Foram trinta dias de aclimatação, com alguns tímidos encontros. Ela esperava por ele na janela todas as manhãs.
E o nosso galã não se fazia de desentendido. Bastava a Rosinha pousar próximo à tela que o garoto se aproximava.
Acompanhamos o namoro e também a adaptação da Rosinha. Ela estava ali para fortalecer as asas e ganhar a liberdade.
E pra ficar forte suficiente para a vida livre, haja treinamento e boa comida.
Frutas e verduras orgânicas fazem parte da dieta. Água corrente e árvores de galhos finos também são essenciais.
Depois de muito tempo em uma gaiola (onde os poleiros, fixos e horizontais, têm o diâmetro exato para o tamanho dos pés), as aves perdem a habilidade para se equilibrarem em galhos finos ou inclinados.
Alguns pássaros, ao pousarem pela primeira vez em um galho fino, desequilibram-se com o balanço e chegam a cair.
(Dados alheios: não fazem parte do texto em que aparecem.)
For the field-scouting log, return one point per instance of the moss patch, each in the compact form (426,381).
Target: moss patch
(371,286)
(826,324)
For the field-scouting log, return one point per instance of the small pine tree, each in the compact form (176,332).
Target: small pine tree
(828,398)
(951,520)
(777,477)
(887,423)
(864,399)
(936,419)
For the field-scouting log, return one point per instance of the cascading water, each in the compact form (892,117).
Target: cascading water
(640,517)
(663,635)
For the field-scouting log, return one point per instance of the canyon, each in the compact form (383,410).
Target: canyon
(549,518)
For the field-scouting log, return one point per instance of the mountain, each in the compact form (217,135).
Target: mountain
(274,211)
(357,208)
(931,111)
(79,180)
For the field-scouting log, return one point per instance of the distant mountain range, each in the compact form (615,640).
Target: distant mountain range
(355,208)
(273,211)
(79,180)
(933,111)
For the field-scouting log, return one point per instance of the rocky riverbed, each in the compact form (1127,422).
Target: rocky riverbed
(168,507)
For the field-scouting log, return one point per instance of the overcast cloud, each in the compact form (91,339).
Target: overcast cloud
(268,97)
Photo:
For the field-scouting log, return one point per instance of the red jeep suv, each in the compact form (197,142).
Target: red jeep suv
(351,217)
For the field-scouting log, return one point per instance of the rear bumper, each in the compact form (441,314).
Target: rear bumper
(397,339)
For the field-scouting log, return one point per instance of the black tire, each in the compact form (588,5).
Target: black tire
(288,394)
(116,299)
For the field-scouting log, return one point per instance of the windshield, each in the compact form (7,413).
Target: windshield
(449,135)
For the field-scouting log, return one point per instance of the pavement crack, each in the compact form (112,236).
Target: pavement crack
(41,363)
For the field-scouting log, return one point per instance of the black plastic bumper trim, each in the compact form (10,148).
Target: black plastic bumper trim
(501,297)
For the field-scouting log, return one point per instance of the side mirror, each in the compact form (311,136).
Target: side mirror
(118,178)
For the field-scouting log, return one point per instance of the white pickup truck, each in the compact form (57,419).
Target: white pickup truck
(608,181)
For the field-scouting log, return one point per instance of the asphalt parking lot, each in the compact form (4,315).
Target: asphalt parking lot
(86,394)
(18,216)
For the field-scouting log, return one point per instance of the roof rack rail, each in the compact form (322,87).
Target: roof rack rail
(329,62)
Habilidades primárias são arrancadas pela crueldade das grades.
Sentir a água se movimentando sob seus pés também fazia parte do treinamento, assim como encontrar sementes na terra e ciscar a areia fina. Tentamos simular no viveiro de aclimatação tudo o que eles encontrarão do lado de fora.
E o dia da soltura chegou. O santuário amanheceu tomado por uma neblina densa.
Era inverno, mas a primavera parecia ter chegado mais cedo, talvez para dar as boas vindas aos novos moradores.
E lá estava o Luidi, ansioso. Os dois pareciam saber que algo especial estava pra acontecer.
Quando a janela do viveiro se abre, os pássaros não saem em revoada. Eles não demonstram pressa, como se não percebessem que estavam livres, ou como se quisessem nos mostrar que estavam gratos e satisfeitos com a hospedagem.
Claro que aquele viveiro é um paraíso para animais que passaram boa parte da vida em uma gaiola, mas mesmo assim, é uma prisão. Não podemos nos iludir e achar que viveiros amplos são soluções.
Esses animais vieram ao mundo com asas e não é justo impedir que eles as usem, no máximo de sua capacidade.
Depois de alguns minutos, a Rosinha chegou até a janela, pousou nela e ficou olhando o mundo que a esperava. Virava o pescoço de um lado pro outro, procurando alguém que deveria estar ali esperando por ela.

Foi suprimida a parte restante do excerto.